Ervaring kan wel worden ingebracht voor het verkrijgen van een EVC in functie van een opleiding, waardoor de opleidingstijd om het erkend kwalificatiebewijs te behalen, kan worden verkort. De polyvalent verzorgende is ook een gereglementeerd beroep, geregeld via een besluit van de Vlaamse Regering tot regeling van de opleiding tot polyvalent verzorgende en de bijkomende opleidingsmodule tot zorgkundige, waarbij het traject om polyvalent verzorgende te worden, is beschreven.

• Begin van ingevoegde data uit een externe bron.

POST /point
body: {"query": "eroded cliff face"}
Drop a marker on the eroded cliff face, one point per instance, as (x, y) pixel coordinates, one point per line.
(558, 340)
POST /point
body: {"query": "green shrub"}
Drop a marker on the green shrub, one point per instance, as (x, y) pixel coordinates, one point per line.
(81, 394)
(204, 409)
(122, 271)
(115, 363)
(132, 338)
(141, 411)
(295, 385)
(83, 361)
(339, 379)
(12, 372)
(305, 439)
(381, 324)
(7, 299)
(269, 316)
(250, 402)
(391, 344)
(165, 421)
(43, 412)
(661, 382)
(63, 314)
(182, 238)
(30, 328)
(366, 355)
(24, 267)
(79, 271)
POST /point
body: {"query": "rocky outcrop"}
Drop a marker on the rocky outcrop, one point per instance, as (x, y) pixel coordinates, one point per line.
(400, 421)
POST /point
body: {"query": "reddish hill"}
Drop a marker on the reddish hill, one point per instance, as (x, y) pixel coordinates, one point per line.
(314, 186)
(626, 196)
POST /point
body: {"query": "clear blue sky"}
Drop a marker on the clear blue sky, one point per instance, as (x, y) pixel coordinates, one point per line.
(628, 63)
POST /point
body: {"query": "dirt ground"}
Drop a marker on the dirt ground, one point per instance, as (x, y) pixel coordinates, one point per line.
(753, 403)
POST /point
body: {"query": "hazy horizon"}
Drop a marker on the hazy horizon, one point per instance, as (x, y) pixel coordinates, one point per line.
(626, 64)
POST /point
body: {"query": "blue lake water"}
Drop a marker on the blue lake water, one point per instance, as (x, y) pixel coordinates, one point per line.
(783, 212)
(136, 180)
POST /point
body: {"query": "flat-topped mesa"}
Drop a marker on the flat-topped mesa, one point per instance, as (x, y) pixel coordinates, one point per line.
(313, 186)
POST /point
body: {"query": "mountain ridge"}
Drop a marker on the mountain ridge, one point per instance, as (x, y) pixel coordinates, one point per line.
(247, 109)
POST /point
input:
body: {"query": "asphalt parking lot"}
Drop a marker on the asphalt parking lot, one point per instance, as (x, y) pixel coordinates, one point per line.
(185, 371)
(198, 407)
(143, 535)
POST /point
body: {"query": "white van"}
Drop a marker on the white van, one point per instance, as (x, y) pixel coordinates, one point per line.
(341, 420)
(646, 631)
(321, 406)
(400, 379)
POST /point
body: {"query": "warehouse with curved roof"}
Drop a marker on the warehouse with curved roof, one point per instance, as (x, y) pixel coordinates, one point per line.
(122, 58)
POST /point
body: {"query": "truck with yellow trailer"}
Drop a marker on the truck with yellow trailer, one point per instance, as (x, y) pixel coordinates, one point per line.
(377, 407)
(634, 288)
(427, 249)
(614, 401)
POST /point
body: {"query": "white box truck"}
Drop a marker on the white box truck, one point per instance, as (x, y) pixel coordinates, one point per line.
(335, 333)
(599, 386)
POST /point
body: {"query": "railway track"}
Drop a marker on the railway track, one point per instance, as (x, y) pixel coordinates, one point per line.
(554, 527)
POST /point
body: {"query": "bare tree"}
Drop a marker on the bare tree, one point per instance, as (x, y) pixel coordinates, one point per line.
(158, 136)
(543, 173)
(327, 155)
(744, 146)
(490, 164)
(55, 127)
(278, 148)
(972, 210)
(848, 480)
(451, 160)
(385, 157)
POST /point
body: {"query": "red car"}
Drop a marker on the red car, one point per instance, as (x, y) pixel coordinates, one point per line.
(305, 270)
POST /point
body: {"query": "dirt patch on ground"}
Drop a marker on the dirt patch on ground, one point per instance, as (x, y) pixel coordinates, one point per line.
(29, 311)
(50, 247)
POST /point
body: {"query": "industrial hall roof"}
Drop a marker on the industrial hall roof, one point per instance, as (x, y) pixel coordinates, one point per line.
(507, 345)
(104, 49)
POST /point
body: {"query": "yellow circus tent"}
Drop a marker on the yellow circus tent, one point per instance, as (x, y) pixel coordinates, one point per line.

We hebben tijdens de vorige legislatuur werk gemaakt van verkorte trajecten om verzorgende en of zorgkundige te worden. We verwijzen hiervoor graag naar het uitgebreide document hierover op de website van het Vlaams Instituut voor Vorming en Opleiding in de Social Profit (VIVO). De meerderheid van de zorgberoepen valt onder de gereglementeerde beroepen. Voor deze gereglementeerde beroepen bepaalt de federale regelgeving dat de bijhorende taken niet kunnen worden uitgevoerd door mensen die niet over de juiste kwalificaties beschikken.
Uw tweede vraag gaat over de tandartsassistenten. Het aantal uitgereikte ervaringsbewijzen voor tandartsassistent is inderdaad gehalveerd tussen 2012 en 2013, van 119 in 2012 naar 64 in 2013. Maar het bedraagt nog altijd meer dan 7 procent van het totale aantal uitgereikte ervaringsbewijzen. Hiermee staat het op de zesde plaats.
Voor de terugval heb ik niet onmiddellijk een verklaring. Daarover moeten we contact hebben met het Departement Werk en Sociale Economie, dat in samenwerking met het subsidieagentschap Werk en Sociale Economie en het ESF-agentschap verantwoordelijk is voor de ervaringsbewijzen. In 2013 werd voor dertig beroepen een ervaringsbewijs afgeleverd. Tandartsassistent, dat in 2012 nog op de eerste plaats stond, zakt naar de zesde plaats met 7,1 procent van de uitgereikte ervaringsbewijzen, dus nog altijd goed voor 64 ervaringsbewijzen.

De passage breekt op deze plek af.